A short note on Darell Miller and Wealth Dynamix
Darell Miller has been Managing Director of Wealth Dynamix for APAC since October 2022, and is based in Singapore. With over 25 years in FinTech, his experience spans across a wide range of financial markets, including UBS and Refinitiv. During his last three roles, he focused on RegTech solutions in KYC, trade surveillance, benchmarks, and regulatory risk & reporting.
His father was in the British Navy, and he hails from the major naval port of Plymouth in Devon. He later attended the Royal Hospital School, a boarding school in Suffolk with a long naval heritage. He then studied law at the University of Sheffield and went on to serve in the Royal Regiment of Fusiliers as an infantry officer during the Gulf War, before joining the financial industry.
Darell arrived in Singapore with his wife in 2020 during the pandemic. “I later joined Wealth Dynamixpartly because of the incredible products, but also because of the remarkable talent the firm has managed to attract.”
Wealth Dynamix’s software is designed to help reduce costs, improve efficiencies, and most importantly empower client-facing bankers and advisors with productivity-boosting tools that help enhance client personalisation, elevate the client experience, and thereby drive revenues.
The solution aims to cover the three core stages of the client lifecycle – engaging with clients, onboarding, and then managing those clients by providing access to a consolidated view of all client data, activity, and actions.
Asia’s dynamic wealth management market has, for some years already, been a key growth catalyst for Wealth Dynamix’s CLM platforms, with the regional thrust now supported and fast-tracked by Indosuez across the APAC region.
The marketing and branding missions are also now supported by Indosuez Wealth Management, not only the firm’s largest single client globally, but since earlier in 2023 the controlling 70% shareholder. Indosuez is not only a major international private bank, but its subsidiary Azqore, now a sister company to Wealth Dynamix, specialises in the outsourcing of Information Systems and the processing of banking operations for private banking and wealth management players.

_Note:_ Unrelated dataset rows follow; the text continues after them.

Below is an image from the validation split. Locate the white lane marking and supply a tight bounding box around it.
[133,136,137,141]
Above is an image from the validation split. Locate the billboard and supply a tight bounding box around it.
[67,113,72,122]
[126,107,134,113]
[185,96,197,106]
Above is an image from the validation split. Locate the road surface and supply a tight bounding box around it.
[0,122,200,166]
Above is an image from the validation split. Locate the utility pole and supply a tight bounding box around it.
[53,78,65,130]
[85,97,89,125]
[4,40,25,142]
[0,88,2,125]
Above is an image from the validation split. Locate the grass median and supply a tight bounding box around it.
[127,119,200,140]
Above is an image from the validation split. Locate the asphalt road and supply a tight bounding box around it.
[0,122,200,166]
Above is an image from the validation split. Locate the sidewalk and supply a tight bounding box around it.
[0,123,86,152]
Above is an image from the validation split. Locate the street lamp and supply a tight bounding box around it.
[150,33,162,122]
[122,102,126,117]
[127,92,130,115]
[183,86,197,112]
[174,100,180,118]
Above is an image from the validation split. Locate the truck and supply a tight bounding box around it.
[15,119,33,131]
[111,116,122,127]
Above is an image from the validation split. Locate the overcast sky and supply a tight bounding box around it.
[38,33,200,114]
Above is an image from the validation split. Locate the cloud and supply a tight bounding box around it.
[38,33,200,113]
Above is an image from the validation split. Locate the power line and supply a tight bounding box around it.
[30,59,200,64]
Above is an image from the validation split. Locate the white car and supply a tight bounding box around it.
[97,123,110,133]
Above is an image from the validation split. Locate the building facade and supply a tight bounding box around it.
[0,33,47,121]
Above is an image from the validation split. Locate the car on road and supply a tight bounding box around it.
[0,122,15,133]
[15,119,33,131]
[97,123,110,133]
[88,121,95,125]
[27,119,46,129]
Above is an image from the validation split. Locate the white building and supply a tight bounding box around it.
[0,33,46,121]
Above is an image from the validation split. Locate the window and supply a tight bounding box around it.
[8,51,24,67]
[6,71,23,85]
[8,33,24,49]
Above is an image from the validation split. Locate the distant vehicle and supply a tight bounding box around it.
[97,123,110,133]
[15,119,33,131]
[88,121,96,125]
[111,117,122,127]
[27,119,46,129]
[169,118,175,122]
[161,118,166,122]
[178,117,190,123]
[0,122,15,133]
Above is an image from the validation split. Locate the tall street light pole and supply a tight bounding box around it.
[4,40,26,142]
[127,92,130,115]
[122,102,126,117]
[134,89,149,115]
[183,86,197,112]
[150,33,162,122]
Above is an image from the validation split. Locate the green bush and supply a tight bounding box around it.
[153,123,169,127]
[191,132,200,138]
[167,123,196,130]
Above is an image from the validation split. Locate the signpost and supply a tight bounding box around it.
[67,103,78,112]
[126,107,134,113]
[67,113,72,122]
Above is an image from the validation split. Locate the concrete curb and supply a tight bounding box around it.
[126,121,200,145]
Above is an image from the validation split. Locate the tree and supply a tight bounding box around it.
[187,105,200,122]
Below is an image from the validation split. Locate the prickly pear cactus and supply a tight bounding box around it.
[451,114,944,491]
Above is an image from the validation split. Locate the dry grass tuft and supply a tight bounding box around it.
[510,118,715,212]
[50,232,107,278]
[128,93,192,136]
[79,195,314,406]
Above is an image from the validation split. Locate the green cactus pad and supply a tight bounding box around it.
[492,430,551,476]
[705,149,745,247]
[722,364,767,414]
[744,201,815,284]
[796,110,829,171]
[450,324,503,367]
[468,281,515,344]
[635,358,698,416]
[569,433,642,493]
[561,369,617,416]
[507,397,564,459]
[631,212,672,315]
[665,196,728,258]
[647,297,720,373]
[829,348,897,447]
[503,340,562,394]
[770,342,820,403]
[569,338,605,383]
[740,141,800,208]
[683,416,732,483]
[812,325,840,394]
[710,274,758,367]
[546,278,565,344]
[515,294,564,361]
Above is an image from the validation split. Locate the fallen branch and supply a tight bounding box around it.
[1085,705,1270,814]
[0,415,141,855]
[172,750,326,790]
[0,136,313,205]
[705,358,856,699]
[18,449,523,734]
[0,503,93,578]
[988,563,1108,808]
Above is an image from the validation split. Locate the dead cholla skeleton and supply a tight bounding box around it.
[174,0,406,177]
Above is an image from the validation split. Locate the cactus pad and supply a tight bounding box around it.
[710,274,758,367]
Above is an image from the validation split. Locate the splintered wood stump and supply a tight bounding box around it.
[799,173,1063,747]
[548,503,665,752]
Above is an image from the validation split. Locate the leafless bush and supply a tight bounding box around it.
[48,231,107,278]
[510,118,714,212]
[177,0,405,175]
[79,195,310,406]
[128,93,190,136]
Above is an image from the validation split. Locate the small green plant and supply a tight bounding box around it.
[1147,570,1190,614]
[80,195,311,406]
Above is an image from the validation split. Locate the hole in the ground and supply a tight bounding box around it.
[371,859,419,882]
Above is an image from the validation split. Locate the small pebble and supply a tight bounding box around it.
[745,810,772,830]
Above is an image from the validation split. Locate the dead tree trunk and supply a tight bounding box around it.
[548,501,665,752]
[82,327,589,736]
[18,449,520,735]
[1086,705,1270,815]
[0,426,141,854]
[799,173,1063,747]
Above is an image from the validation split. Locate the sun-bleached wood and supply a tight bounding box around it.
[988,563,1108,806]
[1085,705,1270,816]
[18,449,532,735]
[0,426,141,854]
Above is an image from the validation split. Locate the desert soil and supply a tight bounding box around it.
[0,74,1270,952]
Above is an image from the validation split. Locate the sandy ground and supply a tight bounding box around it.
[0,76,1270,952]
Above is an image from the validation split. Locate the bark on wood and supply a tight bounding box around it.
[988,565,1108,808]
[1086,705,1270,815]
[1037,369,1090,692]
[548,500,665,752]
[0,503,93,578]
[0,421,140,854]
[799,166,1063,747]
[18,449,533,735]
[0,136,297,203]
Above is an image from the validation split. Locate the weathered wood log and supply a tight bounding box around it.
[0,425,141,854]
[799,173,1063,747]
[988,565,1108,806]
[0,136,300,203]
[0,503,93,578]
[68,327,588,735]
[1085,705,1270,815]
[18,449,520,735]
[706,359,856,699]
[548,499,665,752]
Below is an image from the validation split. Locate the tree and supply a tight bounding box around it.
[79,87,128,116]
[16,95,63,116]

In an interview with Darell earlier this year, he explained: “Wealth Dynamix’s forte is everything around the clients of private banks and wealth managers. Think of us as providing an orchestration layer, a place where you have all the data about the client, and everything around the client, and the banks can then integrate into that from their core banking systems, their portfolio management systems, perhaps the margin trading, for compliance, and then have the ability to create reports and produce data released to clients.”